Japan is a terrible place for something like this - the metropolitan areas are so crowded and dense that viruses can spread like wildfire, and I suspect this one probably will. I'm in a very high risk occupation, too - a few of my students are coughing and sneezing one week and a week later so are the others, and so am I - and the last thing I want is to be trotting around between three cities spreading it everywhere I go. Minimizing spread is about the only thing that can be done at this point, and although it might seem alarmist, if you consider what happened in 1918-19 (and consider the similarities in how it started!) then ... well, wouldn't anyone rather that didn't happen again? (An interesting paper on the 1918-19 epidemic is here.)
I would not like to be the public health officials/politicians who have to make these decisions. If the measures work, and the epidemic is relatively mild or doesn't become more severe, they are accused of causing unnecessary trouble (economic strife, inconvenience, etc), but if they do nothing and something happens, that's all their fault, too! So yes, it's inconvenient, but I'd rather they erred on the side of caution than the other way around.
(My grandmother was old enough to remember the 1819-19 epidemic, and told me once that 'everybody knew somebody who had died.')
Sorry - just looked it up and you are right - it isn't a pandemic yet. According to WHO it is still in Phase 5, and to be classified as pandemic it has to be in Phase 6.
"What does pandemic alert phase 5 mean?
According to WHO definitions of phases - the virus has caused sustained community-level outbreaks in at least two countries in one WHO region. At phase 5 a pandemic is considered imminent."
And
"At what point does WHO consider a pandemic to have started?

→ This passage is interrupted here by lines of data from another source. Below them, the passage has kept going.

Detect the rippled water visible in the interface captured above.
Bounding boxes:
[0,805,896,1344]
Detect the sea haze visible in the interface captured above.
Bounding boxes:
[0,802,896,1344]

Phase 6, as defined by the WHO pandemic preparedness guidelines. However, during both phase 5 and phase 6, national and local actions to respond to the outbreak shift from preparedness to response at a global level. The goal of recommended actions during these phases is to reduce the impact of the pandemic on society."
So you were right after all - it's not a pandemic yet. It just getting very close...
But Osaka's in the news on this one tonight here in Oz - or was that the BBC I was tuned to - either way they even named Hyogo - poor Hyogo, its name only pops up in times of emergency!